Here are several reasons:
1. DNS undermines privacy
Most people use their ISP's servers for Domain Name Services - that is, for translation of the name of the site to its actual IP address. While making a DNS request to translate the name of a porn site won't tell the ISP exactly how often one visited the site, or what items he or she viewed on the site, it will tell the ISP that he or she looked up the site name -- and information about usage patterns may emerge from repeated lookups after cached DNS data expires. Furthermore, while the fact that someone looked up pornhub.com may not, on its own, tell an ISP much about someone, what about cases where a teenage girl visits plannedparenthood.org, a college student visits aa.org, or a married man visits ashleymadison.com? Plenty of private information can be garnered from DNS lookups.
2. HTTPS sessions start unencrypted
In order to establish encrypted communications, modern browsers and web servers (or apps and servers) use something called a Transport Layer Security (TLS) Handshake. At a high level (intentionally oversimplified), that process typically involves the server proving to the browser that it is the party that it claims it be and then the two parties - the server and the browser -- establishing and agreeing upon the algorithm and keys needed for encrypting the session. During the earlier parts of the handshake process, however, communications are not encrypted - and the ISP (or anyone else listening in) can see the name of the server that a browser is accessing.
3. Websites, webpages, and media can be fingerprinted and identified even when encrypted
It is possible to determine what web sites, or even web pages within sites, are being accessed in an encrypted session even without cracking the encryption. For the sake of simplicity - I am obviously not going to give a cryptanalysis lesson in my this column - consider my website, JosephSteinberg.com, and the Inc.com website. Even someone watching encrypted traffic from them - who obviously cannot read any of the traffic's contents - can see that each of the two sites uses a different set of third party resources in specific orders, and can see that each site sends to the browser a different amount of content in different groupings. Likewise, on my own site, the many blog post pages deliver content in a pattern that differs from the one used by of the home page, but which is generally similar between the various blog post pages.
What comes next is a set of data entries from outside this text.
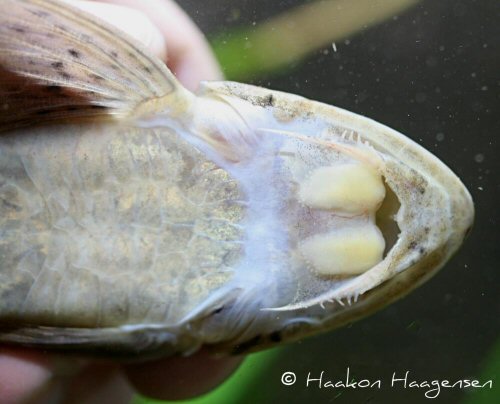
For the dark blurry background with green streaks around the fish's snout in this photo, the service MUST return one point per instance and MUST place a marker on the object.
(430, 69)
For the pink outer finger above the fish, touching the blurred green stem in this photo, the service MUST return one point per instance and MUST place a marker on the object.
(189, 55)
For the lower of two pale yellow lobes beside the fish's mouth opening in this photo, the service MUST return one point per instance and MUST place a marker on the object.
(344, 251)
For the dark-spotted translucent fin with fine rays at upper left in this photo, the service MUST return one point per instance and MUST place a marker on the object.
(59, 63)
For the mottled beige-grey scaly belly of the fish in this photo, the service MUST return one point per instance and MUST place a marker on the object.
(104, 226)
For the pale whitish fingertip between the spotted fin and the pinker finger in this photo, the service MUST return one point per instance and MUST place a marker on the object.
(133, 21)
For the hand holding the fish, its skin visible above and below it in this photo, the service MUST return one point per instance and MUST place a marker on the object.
(30, 376)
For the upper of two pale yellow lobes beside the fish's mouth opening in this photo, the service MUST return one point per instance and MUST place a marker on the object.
(352, 188)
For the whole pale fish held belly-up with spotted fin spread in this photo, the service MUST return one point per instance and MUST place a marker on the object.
(139, 219)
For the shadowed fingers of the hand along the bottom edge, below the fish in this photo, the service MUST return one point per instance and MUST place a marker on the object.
(30, 376)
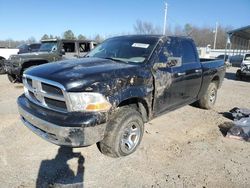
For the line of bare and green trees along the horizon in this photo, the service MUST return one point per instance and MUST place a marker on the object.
(202, 36)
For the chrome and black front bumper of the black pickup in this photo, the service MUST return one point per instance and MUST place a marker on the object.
(77, 134)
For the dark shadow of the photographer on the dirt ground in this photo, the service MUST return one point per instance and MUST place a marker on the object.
(57, 173)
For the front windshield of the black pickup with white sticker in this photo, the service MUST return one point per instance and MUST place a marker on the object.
(133, 50)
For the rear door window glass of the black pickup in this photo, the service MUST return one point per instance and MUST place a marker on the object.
(188, 52)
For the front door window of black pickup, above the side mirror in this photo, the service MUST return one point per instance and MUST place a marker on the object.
(171, 48)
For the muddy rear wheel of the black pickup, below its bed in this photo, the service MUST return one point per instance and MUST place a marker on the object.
(208, 100)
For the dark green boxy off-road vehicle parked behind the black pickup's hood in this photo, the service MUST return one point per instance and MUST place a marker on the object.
(50, 50)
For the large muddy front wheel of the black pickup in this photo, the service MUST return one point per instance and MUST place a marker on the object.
(123, 133)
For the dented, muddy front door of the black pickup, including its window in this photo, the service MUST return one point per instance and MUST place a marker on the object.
(169, 79)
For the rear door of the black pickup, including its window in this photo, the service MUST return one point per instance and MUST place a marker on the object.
(192, 70)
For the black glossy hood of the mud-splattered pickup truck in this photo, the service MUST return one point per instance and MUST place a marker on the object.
(87, 74)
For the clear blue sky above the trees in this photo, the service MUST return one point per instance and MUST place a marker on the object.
(26, 18)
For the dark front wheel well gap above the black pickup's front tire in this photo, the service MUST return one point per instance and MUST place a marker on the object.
(139, 104)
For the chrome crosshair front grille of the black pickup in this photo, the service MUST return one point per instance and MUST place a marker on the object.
(43, 93)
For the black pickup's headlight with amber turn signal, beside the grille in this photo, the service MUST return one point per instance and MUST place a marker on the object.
(92, 102)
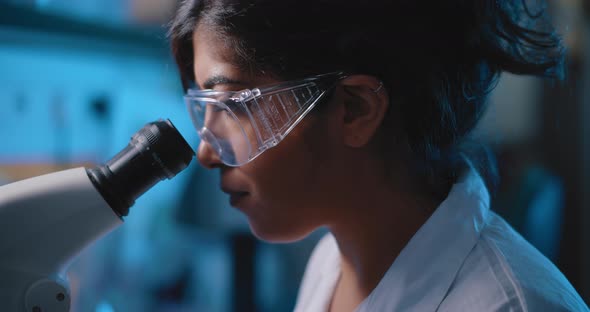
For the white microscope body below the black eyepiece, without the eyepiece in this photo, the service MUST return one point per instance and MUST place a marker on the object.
(44, 222)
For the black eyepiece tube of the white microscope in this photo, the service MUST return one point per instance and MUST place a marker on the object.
(156, 152)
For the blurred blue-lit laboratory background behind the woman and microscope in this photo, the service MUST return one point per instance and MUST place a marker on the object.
(79, 77)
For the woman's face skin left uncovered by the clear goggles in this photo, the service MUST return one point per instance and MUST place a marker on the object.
(284, 192)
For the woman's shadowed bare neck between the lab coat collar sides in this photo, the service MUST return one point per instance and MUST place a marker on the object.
(374, 224)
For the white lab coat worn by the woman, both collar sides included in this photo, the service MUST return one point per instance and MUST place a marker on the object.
(464, 258)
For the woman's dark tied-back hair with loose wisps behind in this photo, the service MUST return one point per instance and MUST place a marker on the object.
(438, 59)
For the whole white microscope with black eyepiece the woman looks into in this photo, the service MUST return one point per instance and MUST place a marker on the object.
(45, 221)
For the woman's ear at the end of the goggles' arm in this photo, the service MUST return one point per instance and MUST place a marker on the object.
(365, 104)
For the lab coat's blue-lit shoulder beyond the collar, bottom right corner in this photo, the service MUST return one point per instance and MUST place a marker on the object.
(504, 272)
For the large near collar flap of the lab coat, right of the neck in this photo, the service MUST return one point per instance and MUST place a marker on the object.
(422, 274)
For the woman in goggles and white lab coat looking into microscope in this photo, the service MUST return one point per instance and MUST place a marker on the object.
(355, 116)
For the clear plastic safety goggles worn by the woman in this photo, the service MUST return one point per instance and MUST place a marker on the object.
(240, 125)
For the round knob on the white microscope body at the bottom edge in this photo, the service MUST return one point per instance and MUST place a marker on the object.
(47, 295)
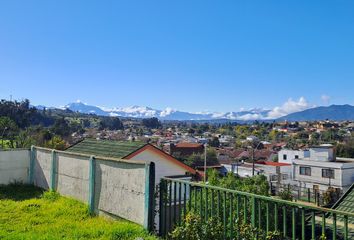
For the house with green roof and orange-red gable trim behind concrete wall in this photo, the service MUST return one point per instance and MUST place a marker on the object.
(165, 164)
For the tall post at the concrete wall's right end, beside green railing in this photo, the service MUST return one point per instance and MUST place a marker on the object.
(149, 196)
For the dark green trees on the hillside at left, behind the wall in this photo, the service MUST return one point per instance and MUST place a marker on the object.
(22, 125)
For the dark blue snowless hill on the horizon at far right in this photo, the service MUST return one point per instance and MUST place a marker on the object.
(333, 112)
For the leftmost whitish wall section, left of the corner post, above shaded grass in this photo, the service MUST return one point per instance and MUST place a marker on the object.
(14, 165)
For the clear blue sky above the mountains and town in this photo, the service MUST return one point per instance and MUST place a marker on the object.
(189, 55)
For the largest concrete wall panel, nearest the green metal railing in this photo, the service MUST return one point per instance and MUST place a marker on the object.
(120, 189)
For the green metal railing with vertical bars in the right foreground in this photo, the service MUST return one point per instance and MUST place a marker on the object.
(231, 207)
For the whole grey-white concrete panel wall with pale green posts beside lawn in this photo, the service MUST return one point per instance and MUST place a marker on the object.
(121, 188)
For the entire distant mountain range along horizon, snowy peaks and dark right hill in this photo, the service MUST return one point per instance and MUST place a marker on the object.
(333, 112)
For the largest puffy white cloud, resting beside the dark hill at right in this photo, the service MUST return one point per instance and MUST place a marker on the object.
(288, 107)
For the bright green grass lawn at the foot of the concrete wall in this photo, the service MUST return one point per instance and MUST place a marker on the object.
(27, 212)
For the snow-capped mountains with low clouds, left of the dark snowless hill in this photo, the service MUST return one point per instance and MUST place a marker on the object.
(167, 114)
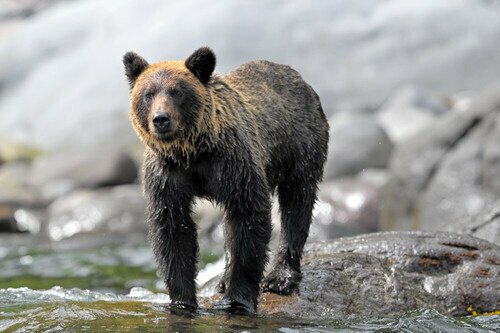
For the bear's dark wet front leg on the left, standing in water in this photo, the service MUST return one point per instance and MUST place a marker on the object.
(173, 234)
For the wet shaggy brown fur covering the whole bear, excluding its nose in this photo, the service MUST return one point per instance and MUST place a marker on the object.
(235, 140)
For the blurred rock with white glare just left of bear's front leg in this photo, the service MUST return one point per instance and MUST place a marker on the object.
(106, 214)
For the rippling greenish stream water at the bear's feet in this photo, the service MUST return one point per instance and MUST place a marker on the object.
(118, 290)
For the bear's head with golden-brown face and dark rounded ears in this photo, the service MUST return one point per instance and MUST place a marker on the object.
(168, 99)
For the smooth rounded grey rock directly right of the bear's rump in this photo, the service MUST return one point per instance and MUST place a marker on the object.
(356, 142)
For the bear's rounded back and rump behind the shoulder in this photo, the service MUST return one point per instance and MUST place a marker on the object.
(287, 111)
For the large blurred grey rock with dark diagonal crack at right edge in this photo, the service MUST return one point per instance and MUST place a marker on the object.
(437, 177)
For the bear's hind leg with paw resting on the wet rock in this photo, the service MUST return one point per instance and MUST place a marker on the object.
(297, 196)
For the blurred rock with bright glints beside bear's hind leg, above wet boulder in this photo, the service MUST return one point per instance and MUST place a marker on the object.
(346, 207)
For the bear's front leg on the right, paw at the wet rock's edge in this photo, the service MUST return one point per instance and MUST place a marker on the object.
(248, 223)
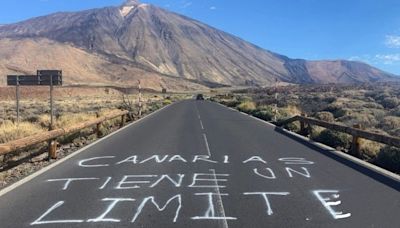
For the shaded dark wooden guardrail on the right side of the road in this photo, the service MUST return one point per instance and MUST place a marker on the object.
(354, 131)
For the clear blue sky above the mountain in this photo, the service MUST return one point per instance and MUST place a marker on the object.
(362, 30)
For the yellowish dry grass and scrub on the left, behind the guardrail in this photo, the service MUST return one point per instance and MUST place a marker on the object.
(71, 106)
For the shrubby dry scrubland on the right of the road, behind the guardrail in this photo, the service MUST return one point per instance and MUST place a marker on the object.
(376, 107)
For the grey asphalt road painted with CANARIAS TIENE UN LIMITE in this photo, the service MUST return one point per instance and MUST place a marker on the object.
(198, 164)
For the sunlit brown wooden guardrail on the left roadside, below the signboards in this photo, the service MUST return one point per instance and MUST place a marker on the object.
(54, 134)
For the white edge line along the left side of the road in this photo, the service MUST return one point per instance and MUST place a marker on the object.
(73, 154)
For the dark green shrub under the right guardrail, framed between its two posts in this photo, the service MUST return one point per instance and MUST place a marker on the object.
(333, 139)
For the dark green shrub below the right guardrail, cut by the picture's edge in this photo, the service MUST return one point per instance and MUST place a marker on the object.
(389, 158)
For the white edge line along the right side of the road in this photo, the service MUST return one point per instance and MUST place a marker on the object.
(364, 164)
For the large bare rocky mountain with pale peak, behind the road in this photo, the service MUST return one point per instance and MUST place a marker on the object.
(141, 40)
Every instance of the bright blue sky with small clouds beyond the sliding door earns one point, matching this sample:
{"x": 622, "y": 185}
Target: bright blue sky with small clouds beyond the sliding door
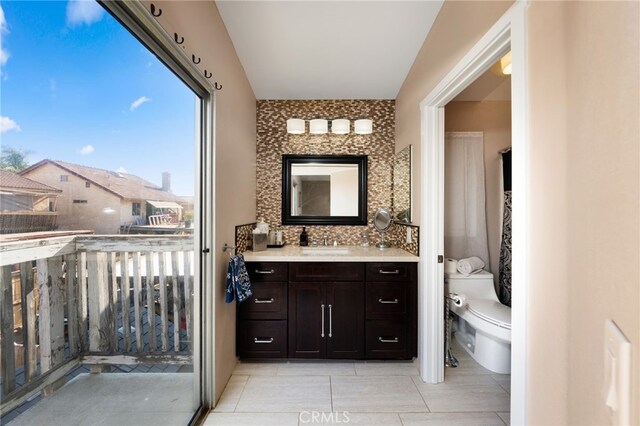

If someone loaded 9 blog post pages and then the home page, it might be possible, therefore, for someone monitoring traffic to and from the browser to be able to determine the sequence of events -- that 9 blog posts were loaded and then the home page. With more detailed fingerprinting and analysis, the blog posts may be identifiable down to the exact page. Likewise, it may be possible to determine which video on a website someone watched by monitoring the amount of data in the associated stream. While ISPs may seem unlikely to implement such detailed monitoring, if others are willing to pay top dollar for such data, it is certainly not out of the question. The bottom line is that an ISP that analyzes encrypted traffic could likely "fingerprint" a significant percentage of websites being accessed (especially since it can load sites on its own and establish heuristics against which to compare); it may even be able, in many cases, to determine which page or page within a group of pages on a site a user accessed.
4. Network traffic analysis undermines privacy
In many cases, by simply performing a network-level analysis of traffic to and from a user's system (or cable modem), an ISP can determine with what server a user is communicating.
5. Auto-suggest patterns undermine the secrecy of user input
Any site that suggests input to users as they are typing (most people are familiar with this feature from Google searches), may undermine its HTTPS encryption. As with fingerprinting, it is possible that by monitoring the amount of data returned when a letter is typed and comparing it to results to similar tests, that a crafty system may be able to determine each letter that a user types as he or she does so.
So, is privacy dead?
My hope is that many Internet Service Providers will refrain from collecting and selling information about people's Internet usage habits. Protecting people's privacy can be a valuable selling point and competitive advantage. But, in any case, we must understand that in the case of those ISPs that do choose to profit off of people's personal information, relatively small investments may prevent HTTPS from being the defense that many people assume it to be. Remember, HTTPS was designed to encrypt data - not to hide the fact that communications took place, or to mask the fact that specific resources were accessed.
So, what should you do?
While there is no perfect solution, using an ISP that promises not to collect Internet usage details is obviously ideal. Furthermore, consider using Tor or a VPN (if you trust yourself to properly configure the VPN and trust the VPN provider to protect your privacy - perhaps these are material for a future article) - these are likely much better options than just relying on HTTPS. "Polluting" your Internet usage history -- ideally by running a tool that randomly searches and browses web pages -- will also reduce the ability of an ISP to understand what you actually do online (but, clever technology can often detect the difference between automated browsing and human browsing). Or, simply use HTTPS - and assume that any browsing that you do from your home may be tracked.